A team of scientists has developed a realistic and colorfully stunning stimulation of what just the beginning of a star’s life looks like. It is called STARFORGE, Star Formation in Gaseous Environments. An entire gas cloud is a model by it that serves as a stellar nursery. It’s the place where stars are born. From this swirling gas cloud, stars form and evolve, showing off the dynamics of this process. Other activities are also there in the model like supernovae, wind, radiation, or the explosions of nearby stars and how they impact the formation of a star.
For viewers, it serves as a beautiful stellar exploration. To better understand the intricacies of star formation, scientists want to use the model. These questions include why stars from in the cluster, why their formation is slow and inefficient, and how their mass is determined. STARFORGE is already helping scientists understand how high-speed jets of gas that form and star formation help determine the stars’ mass.
Without these jets, when stimulation was run, the stars grew too large. The mass of the stars was ten times that of a sun. But when jets were added, more real stars were less than half the sun’s mass.
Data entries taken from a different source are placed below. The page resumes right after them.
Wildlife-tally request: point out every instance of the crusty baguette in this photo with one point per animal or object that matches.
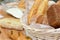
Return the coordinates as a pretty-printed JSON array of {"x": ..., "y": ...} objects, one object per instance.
[
  {"x": 33, "y": 10},
  {"x": 11, "y": 23},
  {"x": 41, "y": 11},
  {"x": 15, "y": 34}
]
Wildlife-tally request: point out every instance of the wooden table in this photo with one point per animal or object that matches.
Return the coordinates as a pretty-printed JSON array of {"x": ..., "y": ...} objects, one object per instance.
[{"x": 22, "y": 37}]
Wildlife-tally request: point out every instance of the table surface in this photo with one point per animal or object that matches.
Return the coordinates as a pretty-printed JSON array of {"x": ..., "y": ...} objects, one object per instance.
[{"x": 22, "y": 37}]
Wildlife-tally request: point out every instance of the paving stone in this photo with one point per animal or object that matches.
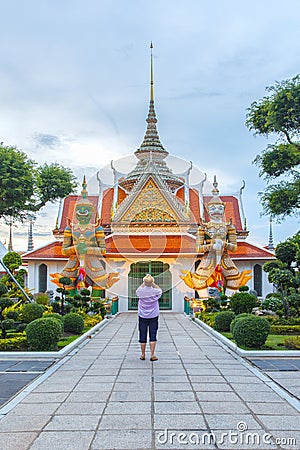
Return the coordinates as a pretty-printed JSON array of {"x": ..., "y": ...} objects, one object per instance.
[
  {"x": 276, "y": 409},
  {"x": 176, "y": 407},
  {"x": 72, "y": 422},
  {"x": 289, "y": 440},
  {"x": 172, "y": 387},
  {"x": 185, "y": 438},
  {"x": 207, "y": 379},
  {"x": 128, "y": 408},
  {"x": 34, "y": 409},
  {"x": 244, "y": 440},
  {"x": 125, "y": 422},
  {"x": 179, "y": 421},
  {"x": 276, "y": 423},
  {"x": 170, "y": 379},
  {"x": 207, "y": 396},
  {"x": 231, "y": 421},
  {"x": 14, "y": 423},
  {"x": 93, "y": 387},
  {"x": 268, "y": 396},
  {"x": 130, "y": 396},
  {"x": 16, "y": 441},
  {"x": 174, "y": 396},
  {"x": 52, "y": 397},
  {"x": 80, "y": 408},
  {"x": 223, "y": 407},
  {"x": 88, "y": 397},
  {"x": 63, "y": 440},
  {"x": 213, "y": 387},
  {"x": 121, "y": 386},
  {"x": 125, "y": 439}
]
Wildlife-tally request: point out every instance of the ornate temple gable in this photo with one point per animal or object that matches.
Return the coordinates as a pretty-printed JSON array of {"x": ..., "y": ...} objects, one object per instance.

According to Michael Grudić, co-leader of the research and postdoctoral fellow at Northwestern University’s Center for Interdisciplinary Exploration and Research in Astrophysics, “Jets disrupt the inflow of gas toward the star. They essentially blow away gas that would have ended up in the star and increased its mass. People have suspected this might be happening, but by simulating the entire system, we have a robust understanding of how it works.”
Knowing the mass of a star can help scientists understand the other factors like when it will die and brightness. The research that created the model was published on Tuesday in the Monthly Notices of the Royal Astronomical Society. Michael said for a couple of decades, people have been simulating star formation, but STARFORGE is a quantum leap in technology.